Tracey looks at me but doesn’t know what to say. She can’t

tell me the world doesn’t work that way, because we both know

that it does. She doesn’t say anybody could have made that

same mistake. She doesn’t try to tell me it isn’t my fault. All that happens is that her shoulders sag a little and she looks

away, unable to maintain eye contact with me.

‘Shit,’ she whispers, still looking at the floor. ‘You need to leave now, Theo.’

‘Come on, Tracey, there’s got —’

‘I’m serious,’ she says, looking up. ‘You wanted to know if

Martins was inside — well, now you know. That was the deal.

You can’t look at this woman and think it’s become your case.

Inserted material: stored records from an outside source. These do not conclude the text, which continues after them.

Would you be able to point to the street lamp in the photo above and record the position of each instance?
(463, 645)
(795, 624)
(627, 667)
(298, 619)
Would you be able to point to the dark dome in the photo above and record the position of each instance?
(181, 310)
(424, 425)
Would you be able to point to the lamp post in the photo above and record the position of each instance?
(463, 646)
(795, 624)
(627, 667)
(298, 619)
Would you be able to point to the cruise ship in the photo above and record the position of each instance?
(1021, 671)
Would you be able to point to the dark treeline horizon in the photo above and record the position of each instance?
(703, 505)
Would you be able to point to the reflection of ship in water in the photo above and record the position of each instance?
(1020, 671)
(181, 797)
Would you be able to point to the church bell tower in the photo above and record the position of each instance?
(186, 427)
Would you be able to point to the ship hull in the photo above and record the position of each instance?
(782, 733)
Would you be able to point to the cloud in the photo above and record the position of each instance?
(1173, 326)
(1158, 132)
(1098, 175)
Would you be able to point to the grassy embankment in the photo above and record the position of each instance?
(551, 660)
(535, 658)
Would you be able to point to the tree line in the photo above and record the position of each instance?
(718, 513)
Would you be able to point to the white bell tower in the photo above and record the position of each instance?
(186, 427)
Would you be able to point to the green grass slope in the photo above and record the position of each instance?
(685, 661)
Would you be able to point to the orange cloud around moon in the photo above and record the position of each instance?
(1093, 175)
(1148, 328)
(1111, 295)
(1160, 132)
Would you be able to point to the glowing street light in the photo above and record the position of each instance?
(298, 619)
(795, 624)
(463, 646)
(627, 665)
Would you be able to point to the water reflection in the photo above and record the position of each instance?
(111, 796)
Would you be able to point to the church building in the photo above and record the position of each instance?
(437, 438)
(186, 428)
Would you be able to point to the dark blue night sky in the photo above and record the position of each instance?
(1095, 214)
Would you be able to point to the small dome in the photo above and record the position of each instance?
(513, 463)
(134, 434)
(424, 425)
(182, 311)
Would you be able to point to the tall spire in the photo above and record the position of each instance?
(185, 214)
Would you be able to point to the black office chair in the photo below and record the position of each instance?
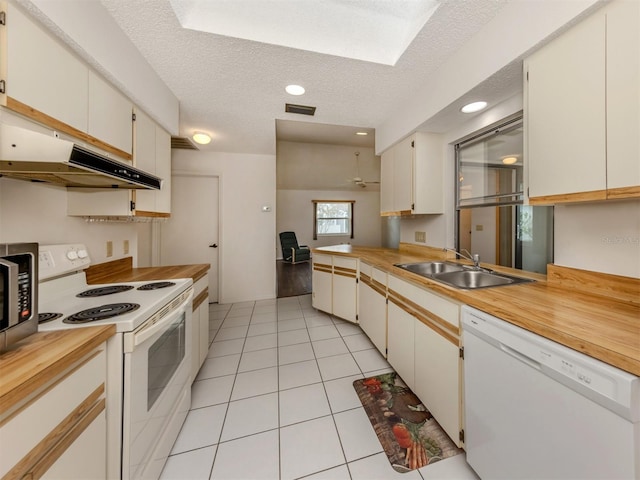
(291, 251)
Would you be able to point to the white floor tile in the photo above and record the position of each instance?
(219, 366)
(295, 353)
(292, 337)
(338, 366)
(255, 382)
(261, 342)
(211, 391)
(358, 342)
(357, 436)
(302, 452)
(258, 359)
(329, 347)
(231, 333)
(251, 415)
(342, 395)
(262, 329)
(201, 428)
(192, 465)
(377, 467)
(226, 347)
(298, 374)
(370, 360)
(322, 333)
(303, 403)
(254, 457)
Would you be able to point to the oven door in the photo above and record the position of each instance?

All you can do by being here now is compromise the investigation.’

‘You don’t get it, do you?’

‘What? That you could have made a difference two years

ago? I know the case, and you’re right. It could well be that you messed up and other girls have paid for it, but how many are still out there because you have taken bad people off the streets?’

‘This isn’t about checks and balances.’

‘I know that. Do you? And I know that you have to leave.’

‘You think that’s what she’d want?’ I ask, nodding towards

the dead girl. ‘Or do you think she’d want as many people as she could get trying to find who did this to her?’

‘Come on, Theo, it’s time to go. I’ll let you know if one of the bodies that turns up is Martins’.’

‘Yeah. Okay, do that,’ I say as she walks me to the corridor.